Tracing Jewish Life in Berlin

The Jewish Quarter

Today we spent almost all day in the section of central Berlin where the Jewish population mainly lived. The day was wet and cold. It is so like Melbourne, a bit colder, but it is very hard to tell what the weather is going to be like from one day to the next.

Hackeschen Hofe

The area starts with a market adjacent to the station, called Hackescher Markt. It is active and chaotic, full of people from around the world. Many Turkish stalls with delicious looking food. We arrived there cold and wet so our eyes went to an Italian stall with containers of tiramisu. A cappuccino and a slice of tiramisu was exactly what we needed to warm us up and get us ready for the day. The proprietor was a very jolly German man who spoke good Italian so we had fun joking with him.

Moving on we entered the Hofe – a series of beautifully restored Art Deco courtyards built between 1905 – 7, now used for shops, cafes, galleries, residences, offices, and places of entertainment. They are numbered 1 to 8, and an audio guide is available to scan onto your smart phone as you pass through each Hof. These were a huge help. Hof I is decorated with blue mosaic tiles. It is home to Chamaleon Variete, which was at the forefront of the revival of the city’s interwar cabaret tradition. Here is Al’s 360 on this amazing courtyard.  A wander up the Art Deco staircase is a must. These courtyards were a common design in pre-war Berlin but these are the only ones left.

Here is the official video on the origins of Hackeschen Hofe and this first courtyard in particular.

These are places for wandering. The shops are mostly very high class, but you are free to wander in and take a look. We spent ages there.

Organ Recital


We took a break at 1pm to walk to an organ recital which we had seen advertised at Marienkirche. Along the way we stumbled across a busking Drummer who we had seen before.

We arrived to find quite a few waiting in the pews. Then the organist arrived and invited us to come with her up to the organ where she proceeded to present 50 minutes of no less than a master class. She described the 1722 Joachim Wagner organ, (built when he was 30), it’s history of restorations,, including the 2002 restoration and rebuilding by Daniel Kern, and in detail how it works. It still has most of the original pipes, with new ones distinguished by their different colour. The wind box on which the pipes rely was completely replaced in 2002. She illustrated as she went along, often with very beautiful music.
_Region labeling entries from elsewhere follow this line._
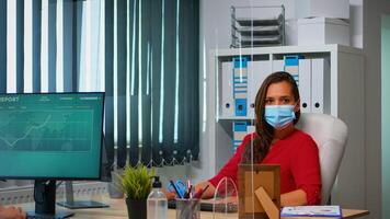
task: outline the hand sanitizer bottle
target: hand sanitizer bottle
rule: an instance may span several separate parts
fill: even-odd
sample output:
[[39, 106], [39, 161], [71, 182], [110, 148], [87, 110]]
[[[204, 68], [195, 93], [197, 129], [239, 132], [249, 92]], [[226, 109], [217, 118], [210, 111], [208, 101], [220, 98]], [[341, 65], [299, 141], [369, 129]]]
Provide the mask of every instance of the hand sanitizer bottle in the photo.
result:
[[161, 182], [159, 176], [153, 176], [154, 182], [148, 196], [148, 219], [167, 219], [168, 200], [164, 193], [161, 192]]

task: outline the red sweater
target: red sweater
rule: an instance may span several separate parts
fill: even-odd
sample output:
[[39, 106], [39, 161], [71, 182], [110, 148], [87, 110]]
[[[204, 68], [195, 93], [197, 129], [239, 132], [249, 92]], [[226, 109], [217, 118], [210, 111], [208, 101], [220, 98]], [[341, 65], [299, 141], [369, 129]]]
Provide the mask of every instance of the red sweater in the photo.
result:
[[[246, 143], [253, 139], [252, 134], [246, 135], [237, 152], [225, 164], [219, 173], [209, 180], [217, 186], [218, 182], [227, 176], [238, 185], [238, 164]], [[303, 189], [307, 195], [308, 205], [321, 203], [321, 174], [318, 147], [313, 139], [301, 130], [295, 130], [285, 139], [276, 141], [263, 164], [280, 165], [280, 193], [289, 193]]]

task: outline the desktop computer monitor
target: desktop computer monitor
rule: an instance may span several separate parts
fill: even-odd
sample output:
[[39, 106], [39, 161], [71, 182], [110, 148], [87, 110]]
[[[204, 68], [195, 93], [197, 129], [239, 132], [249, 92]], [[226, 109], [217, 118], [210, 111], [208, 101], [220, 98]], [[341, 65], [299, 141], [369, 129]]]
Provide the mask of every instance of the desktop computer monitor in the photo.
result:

We could not get over how athletic she was – if we had tried to do what she did with her feet and arms we would definitely have fallen off the bench!

She mentioned another concert this Saturday at 4.30 which we will definitely go to.

Back to the Jewish area

We made our way back to the Jewish area, by now 3pm, buying a huge hot chocolate on the way to have with our sandwich. We were pretty cold so the hot drink was important. (Balzac Café – important to note as it has a toilet!)  We walked then to the Neue Synagogue which was ‘new’ in 1866 and is now not a working synagogue but a museum following its bombing in 1943. It is very absorbing. Good coverage of all on show in English and some great illustrative material. Interestingly, the security clearance at the entrance was the strictest we have experienced at a museum. The synagogue was built in moorish style, apparently based on the Alhambra in Granada. It was ‘capped’ (opened) in 1866. A museum was opened next door, just 6 days before the Nazi takeover in 1933. Both buildings suffered, and the synagogue was finally gutted by bombs in 1943. The ruins were left untouched for a long time. Finally in 1988 work began on the the façade and gilded dome and the buildings were reopened in 1995 as a museum,cultural centre and Jewish Academie. The gilded dome is once again a Berlin landmark.

From there we wandered via Sophienstrasse to the Jewish cemetery. Along the way to the cemetery were brass ‘stones’ Among the cobblestones, remembering people who had died at the hands of the Nazis. The cemetery we visited is Berlin’s oldest Jewish cemetery, from 1672. Nearby is a Jewish old people’s home in which the Nazis held 55,000 Jewish people before being deported to camps. A sculptured group of haggard figures marks the spot where the home stood at the entrance to the cemetery. Only a few grave stones are left, one of which was for Moses Mendelssohn, a German philosopher and enlightment figure. The Gestapo smashed most of the stones and dug up the remains of those buried.